ACMA is working with authorities to target counterfeit producers. Handa says more than 160 facilities have been raided as a result of the program.


Ford Venture Resumes Production of Van

Jiangling Motors Co. has resumed production of Ford Motor Co.’s Transit Classic diesel-powered commercial vans in China. Output at Jiangling’s Nanchang plant was temporarily delayed last week in the wake of Toyota Motor Corp.’s massive recall related to the accelerator pedal assembly supplied by Elkart, Ind.-based CTS Corp., which also makes the pedal for the China-built Transit.

Ford says its joint venture with Jiangling Motors Corp. has built fewer than 1,700 Transit fullsize vans since it began using pedals made by CTS in December. There have been no reported problems of uncontrolled acceleration in the Transit vans.

In affected Toyota vehicles sold in North America, China and Europe, the accelerator pedal mechanism may prematurely wear, causing it to stick and take longer to return to the set position after being released.
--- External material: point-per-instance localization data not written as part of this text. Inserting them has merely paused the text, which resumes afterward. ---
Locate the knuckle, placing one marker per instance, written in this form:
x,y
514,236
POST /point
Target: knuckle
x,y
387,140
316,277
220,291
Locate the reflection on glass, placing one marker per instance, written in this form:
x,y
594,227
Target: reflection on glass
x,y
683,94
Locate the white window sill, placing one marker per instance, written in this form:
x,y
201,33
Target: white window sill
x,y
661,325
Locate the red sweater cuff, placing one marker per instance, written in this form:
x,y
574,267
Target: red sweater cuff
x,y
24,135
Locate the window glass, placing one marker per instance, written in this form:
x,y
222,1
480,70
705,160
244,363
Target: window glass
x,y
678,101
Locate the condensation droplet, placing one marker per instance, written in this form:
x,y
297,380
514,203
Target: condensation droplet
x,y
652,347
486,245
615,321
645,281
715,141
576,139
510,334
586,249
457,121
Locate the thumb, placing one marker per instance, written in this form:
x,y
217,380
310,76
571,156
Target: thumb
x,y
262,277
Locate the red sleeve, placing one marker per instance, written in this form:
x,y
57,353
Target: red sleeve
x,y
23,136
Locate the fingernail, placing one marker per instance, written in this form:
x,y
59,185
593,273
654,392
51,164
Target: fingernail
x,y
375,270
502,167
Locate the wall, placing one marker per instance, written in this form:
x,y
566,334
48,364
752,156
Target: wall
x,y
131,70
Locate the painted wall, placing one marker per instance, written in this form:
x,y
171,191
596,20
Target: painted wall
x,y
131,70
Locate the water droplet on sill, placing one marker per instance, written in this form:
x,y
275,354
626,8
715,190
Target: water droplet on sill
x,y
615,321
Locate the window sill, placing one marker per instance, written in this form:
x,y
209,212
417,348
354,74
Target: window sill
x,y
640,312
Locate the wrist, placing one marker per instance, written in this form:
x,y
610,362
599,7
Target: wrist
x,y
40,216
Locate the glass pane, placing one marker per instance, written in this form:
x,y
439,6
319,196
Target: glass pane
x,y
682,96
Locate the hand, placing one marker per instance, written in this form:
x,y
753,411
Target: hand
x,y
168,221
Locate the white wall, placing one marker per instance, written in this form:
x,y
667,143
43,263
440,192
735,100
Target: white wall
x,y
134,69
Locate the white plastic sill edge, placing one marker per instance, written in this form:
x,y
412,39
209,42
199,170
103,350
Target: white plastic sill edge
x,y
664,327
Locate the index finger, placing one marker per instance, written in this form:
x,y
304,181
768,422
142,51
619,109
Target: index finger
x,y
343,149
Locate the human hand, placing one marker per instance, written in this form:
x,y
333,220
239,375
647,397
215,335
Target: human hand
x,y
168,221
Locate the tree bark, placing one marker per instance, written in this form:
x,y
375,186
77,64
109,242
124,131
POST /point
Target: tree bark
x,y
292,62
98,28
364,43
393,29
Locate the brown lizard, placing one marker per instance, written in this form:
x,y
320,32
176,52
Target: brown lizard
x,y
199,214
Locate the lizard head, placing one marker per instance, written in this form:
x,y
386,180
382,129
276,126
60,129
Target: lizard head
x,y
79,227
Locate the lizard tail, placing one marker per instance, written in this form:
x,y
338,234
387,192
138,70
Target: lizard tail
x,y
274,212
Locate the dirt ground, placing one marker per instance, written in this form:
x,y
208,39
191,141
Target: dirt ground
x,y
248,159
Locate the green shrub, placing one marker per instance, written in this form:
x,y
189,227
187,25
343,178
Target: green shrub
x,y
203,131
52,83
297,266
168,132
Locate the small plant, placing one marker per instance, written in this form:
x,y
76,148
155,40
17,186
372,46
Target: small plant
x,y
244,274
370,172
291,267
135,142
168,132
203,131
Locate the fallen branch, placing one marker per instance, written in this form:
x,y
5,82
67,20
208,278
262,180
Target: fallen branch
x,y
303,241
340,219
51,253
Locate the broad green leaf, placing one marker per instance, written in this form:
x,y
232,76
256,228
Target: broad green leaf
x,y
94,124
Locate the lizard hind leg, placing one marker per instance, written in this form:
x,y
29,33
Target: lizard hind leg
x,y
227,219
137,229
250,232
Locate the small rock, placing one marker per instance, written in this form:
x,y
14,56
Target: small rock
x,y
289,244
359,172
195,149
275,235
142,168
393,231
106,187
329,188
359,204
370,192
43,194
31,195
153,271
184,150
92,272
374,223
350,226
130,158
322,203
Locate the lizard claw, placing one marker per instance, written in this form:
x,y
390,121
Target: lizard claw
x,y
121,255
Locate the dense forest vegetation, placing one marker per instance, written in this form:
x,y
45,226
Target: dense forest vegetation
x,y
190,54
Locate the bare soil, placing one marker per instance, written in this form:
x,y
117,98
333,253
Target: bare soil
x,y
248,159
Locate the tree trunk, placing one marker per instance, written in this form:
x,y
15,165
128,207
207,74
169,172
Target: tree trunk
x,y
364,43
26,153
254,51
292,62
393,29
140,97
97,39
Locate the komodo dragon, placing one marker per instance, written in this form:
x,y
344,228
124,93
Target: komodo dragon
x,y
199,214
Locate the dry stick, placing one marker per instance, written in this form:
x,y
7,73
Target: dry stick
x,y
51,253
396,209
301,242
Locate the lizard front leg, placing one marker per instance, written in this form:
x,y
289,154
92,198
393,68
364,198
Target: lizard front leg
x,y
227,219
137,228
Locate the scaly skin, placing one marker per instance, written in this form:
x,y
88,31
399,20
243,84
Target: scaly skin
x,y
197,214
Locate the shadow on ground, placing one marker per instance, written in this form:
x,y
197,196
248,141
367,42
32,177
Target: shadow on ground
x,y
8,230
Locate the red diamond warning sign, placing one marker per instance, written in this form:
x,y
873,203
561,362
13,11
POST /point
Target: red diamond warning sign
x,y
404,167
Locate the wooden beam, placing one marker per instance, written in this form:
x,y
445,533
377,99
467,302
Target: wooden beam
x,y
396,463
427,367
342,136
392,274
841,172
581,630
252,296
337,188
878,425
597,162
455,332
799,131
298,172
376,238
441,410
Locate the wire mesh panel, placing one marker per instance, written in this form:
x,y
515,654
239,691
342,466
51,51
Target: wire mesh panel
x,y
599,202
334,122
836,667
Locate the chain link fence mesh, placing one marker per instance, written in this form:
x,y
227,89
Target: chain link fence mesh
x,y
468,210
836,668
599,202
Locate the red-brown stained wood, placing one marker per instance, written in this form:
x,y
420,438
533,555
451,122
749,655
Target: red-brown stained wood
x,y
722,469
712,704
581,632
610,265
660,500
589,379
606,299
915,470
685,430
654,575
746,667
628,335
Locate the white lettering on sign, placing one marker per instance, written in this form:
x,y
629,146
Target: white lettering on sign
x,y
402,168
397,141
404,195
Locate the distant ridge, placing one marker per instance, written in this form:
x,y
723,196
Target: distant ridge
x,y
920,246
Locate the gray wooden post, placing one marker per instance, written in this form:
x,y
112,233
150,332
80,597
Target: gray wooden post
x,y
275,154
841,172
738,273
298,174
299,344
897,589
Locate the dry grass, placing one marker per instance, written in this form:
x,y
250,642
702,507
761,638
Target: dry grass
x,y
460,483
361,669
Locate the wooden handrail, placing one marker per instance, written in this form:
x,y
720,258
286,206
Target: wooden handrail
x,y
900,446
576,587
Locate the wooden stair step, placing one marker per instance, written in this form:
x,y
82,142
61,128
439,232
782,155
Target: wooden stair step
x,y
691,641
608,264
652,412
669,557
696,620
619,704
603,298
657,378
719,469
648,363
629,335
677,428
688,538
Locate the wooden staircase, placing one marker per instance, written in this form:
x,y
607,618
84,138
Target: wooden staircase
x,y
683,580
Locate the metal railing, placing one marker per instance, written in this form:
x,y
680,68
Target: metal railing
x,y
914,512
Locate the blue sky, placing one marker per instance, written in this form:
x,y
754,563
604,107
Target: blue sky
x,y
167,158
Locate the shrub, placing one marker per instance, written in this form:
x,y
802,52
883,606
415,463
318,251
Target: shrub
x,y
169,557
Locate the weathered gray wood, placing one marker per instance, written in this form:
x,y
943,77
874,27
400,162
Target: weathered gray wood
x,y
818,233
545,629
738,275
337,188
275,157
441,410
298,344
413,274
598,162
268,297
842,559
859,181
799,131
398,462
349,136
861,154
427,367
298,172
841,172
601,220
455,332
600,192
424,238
Malaysian Company Launches Automotive College

DRB-Hicom Bhd, a large car distributor in Malaysia, is establishing a university curriculum dedicated for the automotive industry. Some $2.9 million has been earmarked for a new school: Hicom University College. The program will include post-graduate-level courses for local and international students. Little else about the program has been announced.